Before the revolution, "pederasty",
the word the French used to describe all eroticism between members of the same sex, had
been a capital offense that subjected offenders to death by fire. Unlike the British for whom a charge
of buggery could only be applied to men, the French had a long tradition in which sex
between women was considered criminal, and was also a capital offense. Court records from
the 18th Century show that pederasts were harassed by the police, but the death penalty
was applied only twice for the simple crime of unnatural sex between men between 1714 and
1783.
Police records show that the Parisian subculture
was well known, and that the police harassed and arrested many for sodomitical behavior,
but seldom took the cases to court.
In intellectual circles, the rise of Rationalist and
Humanist philosophy led to discussions about sodomy. Though most writers
on the subject described "pederastic" practices as depraved and monstrous, most felt that burning sodomites was
shameful and scandalous. Condorcet went furthest when he argued that this "base
vice" shouldn't be criminal at all since it didn't violate the rights of any other man.

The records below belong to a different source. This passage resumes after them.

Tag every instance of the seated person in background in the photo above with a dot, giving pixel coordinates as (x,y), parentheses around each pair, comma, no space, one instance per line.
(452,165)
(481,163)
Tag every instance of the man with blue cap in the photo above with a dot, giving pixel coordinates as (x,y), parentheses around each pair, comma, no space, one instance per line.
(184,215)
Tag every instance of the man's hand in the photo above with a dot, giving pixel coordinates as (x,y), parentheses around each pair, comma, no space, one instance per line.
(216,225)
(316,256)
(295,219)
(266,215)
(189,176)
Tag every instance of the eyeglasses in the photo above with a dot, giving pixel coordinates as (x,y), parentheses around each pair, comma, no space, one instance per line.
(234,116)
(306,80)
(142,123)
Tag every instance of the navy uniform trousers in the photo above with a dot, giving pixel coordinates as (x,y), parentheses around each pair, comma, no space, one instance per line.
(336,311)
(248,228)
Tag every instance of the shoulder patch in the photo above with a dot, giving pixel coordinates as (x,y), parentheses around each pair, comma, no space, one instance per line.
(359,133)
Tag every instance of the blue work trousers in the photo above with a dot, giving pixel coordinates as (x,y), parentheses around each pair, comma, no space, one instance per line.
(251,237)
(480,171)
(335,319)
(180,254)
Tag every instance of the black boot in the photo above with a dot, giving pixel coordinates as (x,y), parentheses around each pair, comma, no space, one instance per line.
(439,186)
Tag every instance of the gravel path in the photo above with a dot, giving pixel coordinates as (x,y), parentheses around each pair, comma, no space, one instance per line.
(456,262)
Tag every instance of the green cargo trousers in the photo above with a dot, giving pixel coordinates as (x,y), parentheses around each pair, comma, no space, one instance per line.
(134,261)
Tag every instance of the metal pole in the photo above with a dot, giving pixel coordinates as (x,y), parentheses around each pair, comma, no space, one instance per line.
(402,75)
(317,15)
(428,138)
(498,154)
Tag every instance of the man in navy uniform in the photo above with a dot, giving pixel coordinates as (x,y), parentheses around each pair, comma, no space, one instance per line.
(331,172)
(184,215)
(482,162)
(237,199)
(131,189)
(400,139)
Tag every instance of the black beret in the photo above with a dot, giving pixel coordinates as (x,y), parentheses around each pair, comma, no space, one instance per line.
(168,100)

The French Revolution and The Rights of
Man
In 1789, the French Revolution began. Revolutionary politicians were
generally tolerant of sodomites, and even included some in the government. Deeply
influenced by the optimistic secular humanism of philosophers like Rousseau, the French
Declaration of the Rights of Man and the Citizen was a staunchly anti-clerical document
that opposed the legislation of religious morality. Article IV defined liberty to which
all men have a right; article V follows, and forbids the government from using laws to
unduly constrain that liberty:
IV. Liberty consists in the ability to do anything which does not harm
others.
V. The Law can only forbid actions which are injurious to society...

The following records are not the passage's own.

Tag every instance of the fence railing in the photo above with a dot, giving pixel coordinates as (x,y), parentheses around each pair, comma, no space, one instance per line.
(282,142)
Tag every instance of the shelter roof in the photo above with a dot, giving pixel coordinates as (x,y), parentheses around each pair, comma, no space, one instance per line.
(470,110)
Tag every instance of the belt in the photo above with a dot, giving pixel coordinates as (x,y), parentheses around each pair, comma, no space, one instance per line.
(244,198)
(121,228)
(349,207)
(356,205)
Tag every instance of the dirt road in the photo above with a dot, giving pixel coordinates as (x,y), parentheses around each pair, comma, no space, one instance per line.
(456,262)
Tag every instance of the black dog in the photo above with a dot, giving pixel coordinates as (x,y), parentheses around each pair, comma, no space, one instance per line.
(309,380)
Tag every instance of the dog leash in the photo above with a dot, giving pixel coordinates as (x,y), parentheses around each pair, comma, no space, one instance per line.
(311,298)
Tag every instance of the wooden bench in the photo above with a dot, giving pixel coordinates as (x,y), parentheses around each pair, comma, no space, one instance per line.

In 1789, under the influence of these libertarian principles and with the
intent of stripping the church of its political power, the Constituent Assembly began to
draft a new penal code that removed "crimes against nature" and decriminalized
all forms of consensual adult sexuality so long as it occurred in private.
When it was ratified
in 1791, only rape remained on the books as a sexual crime. France
became the first European nation to
overthrow the Christian prohibition against same-sex love. Unfortunately for French
sodomites, the new penal code was more libertarian in principle than in practice.

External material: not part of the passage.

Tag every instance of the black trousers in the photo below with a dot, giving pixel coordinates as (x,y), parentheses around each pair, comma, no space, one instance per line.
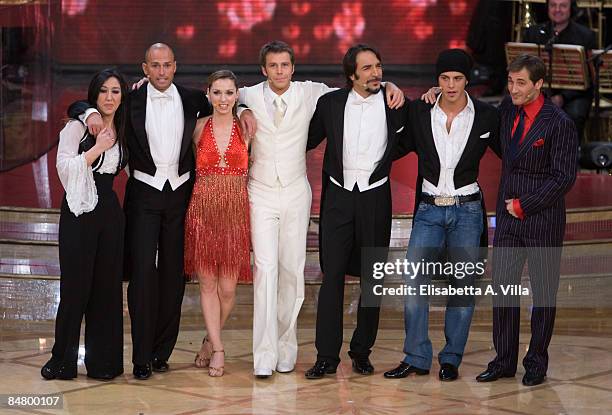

Though nominally legal, people caught engaged in same-sex activity or
propositioning others were persecuted by police and the courts just as they had been
before the revolution. Sometimes men caught propositioning one another were convicted of
public indecency, but just as in pre-revolutionary times, convictions for specific crimes
were rare. Instead, using their broad powers, police exiled or briefly imprisoned
"pederasts".
References
Davies, Norman, 1996. Europe: A History. New York: Oxford University
Press.
Ragan, Bryant T., 1996."The Enlightenment Confronts
Homosexuality" in Jeffrey Merrick and Bryant Ragan, eds., 1996. Homosexuality in
Modern France. New York: Oxford University Press.
Sibalis, Michael D., 1996. "The Regulation of Male Homosexuality in
Revolutionary and Napoleonic France, 1789-1815" in Jeffrey Merrick and Bryant Ragan,
1996, Homosexuality in Modern France. New York: Oxford University Press.